2. All the way. I want to focus on the expression “too far”, or “all the way”. Love needs to go all the way, and this allows the enemy to hinder us and darken us, and the human being goes “all the way” to the end of the carnal coming together, which in its law, in its limits, is very good, very beautiful, if only we had sufficient freedom from passions to see with pure eyes this work of conceiving the image of God, even after the Fall. All the way; love cannot help but give itself all the way. It’s not that it can’t, but it is in its nature, it is a consuming fire which consumes God Himself. He consumes Himself because He is love, and if we talk about history, a history where things culminate with death, then He allows Himself to be consumed by love unto death, consumed for the sake of His beloved. And when He says on the cross “Father, forgive them, for they know not what they are doing”, He wasn’t lamenting His wounds, but our wounds, our darkness. Because these poor darkened beings don’t know that they are killing their only true Friend. “But I will die for them, and through this death I will find another way to save them, since I did not find an answer of obedience and love in them; through their hate and their criminality, I, God immortal, let Myself be killed, and through this sacrifice I will spoil the work of death and of Hell, and even so I will save them.” And, of course, we need to add “Give us, God, to want this, and to want it more fully”.

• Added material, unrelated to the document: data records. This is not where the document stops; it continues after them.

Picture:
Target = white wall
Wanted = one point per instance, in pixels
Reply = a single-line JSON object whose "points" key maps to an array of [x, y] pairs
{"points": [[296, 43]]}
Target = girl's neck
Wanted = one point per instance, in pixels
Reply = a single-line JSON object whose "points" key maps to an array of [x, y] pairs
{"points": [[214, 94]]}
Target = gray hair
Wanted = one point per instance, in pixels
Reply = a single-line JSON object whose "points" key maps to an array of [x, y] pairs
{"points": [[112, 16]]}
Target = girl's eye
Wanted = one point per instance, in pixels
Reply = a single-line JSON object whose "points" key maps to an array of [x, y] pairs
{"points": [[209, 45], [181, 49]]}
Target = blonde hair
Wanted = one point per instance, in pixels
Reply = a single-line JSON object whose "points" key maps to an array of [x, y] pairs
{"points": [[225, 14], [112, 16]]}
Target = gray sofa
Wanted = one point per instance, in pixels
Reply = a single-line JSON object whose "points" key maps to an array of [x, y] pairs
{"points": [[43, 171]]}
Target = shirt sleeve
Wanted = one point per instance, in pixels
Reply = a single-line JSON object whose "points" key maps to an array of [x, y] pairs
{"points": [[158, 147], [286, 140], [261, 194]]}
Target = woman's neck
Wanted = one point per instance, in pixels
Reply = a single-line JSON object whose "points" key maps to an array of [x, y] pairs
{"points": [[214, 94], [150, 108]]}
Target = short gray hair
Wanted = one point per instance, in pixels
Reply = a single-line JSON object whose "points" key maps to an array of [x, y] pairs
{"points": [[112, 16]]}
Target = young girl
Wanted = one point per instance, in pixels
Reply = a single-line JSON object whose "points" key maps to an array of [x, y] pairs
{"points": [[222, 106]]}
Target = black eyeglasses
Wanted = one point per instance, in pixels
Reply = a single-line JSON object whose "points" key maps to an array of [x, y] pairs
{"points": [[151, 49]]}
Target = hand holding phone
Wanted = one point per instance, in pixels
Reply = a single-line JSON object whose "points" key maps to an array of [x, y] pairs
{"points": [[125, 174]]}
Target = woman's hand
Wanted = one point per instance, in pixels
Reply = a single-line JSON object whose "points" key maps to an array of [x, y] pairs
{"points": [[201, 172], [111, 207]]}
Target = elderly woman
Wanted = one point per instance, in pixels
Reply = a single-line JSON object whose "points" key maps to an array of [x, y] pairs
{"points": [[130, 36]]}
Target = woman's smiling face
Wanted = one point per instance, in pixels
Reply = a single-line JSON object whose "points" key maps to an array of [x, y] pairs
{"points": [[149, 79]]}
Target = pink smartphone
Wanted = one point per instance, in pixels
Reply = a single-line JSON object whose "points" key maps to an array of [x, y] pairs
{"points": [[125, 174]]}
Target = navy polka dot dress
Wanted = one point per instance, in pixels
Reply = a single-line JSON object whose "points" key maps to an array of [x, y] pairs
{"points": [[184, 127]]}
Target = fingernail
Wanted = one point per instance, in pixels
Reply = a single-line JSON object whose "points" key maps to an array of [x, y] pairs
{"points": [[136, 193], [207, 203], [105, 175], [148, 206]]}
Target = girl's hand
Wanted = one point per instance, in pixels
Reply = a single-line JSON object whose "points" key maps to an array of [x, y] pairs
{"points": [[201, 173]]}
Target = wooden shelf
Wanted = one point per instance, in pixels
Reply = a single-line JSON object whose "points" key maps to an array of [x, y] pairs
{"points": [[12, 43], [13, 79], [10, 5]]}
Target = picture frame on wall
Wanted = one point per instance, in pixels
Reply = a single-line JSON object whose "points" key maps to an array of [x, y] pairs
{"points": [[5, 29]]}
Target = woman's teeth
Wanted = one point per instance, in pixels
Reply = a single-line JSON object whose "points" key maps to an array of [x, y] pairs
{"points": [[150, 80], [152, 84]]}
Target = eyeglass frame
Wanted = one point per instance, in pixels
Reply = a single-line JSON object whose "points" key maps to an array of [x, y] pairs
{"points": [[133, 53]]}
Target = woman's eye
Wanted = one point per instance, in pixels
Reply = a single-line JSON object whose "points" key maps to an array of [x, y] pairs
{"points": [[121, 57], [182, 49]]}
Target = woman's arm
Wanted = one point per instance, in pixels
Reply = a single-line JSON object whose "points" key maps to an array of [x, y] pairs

The great heresy is the way we understand the Cross and we say “Oh, I am carrying my cross”, which is to say I suffer much. We equate the cross with suffering. Heresy! The cross is love, love brought - to quote - “too far”, love brought “all the way”, true love, which doesn’t need carnal fulfillment, which is very good but can only be experienced within its own law and its own limits. But love needs to go beyond that. The Cross is that which human beings desire, and when they arrive at sin, at that end where there is disappointment, then they think it wasn’t sufficient, and they look for another experience, they seek another person. They try more and more and they run the risk of running aground in their sinful ways, in lies, in darkness, in going all the way.
Would you believe me if I tell you that human beings seek the Cross of Christ and nothing else? May God enlighten us, and then we will be able to sing “Oh Life-Giving Cross!”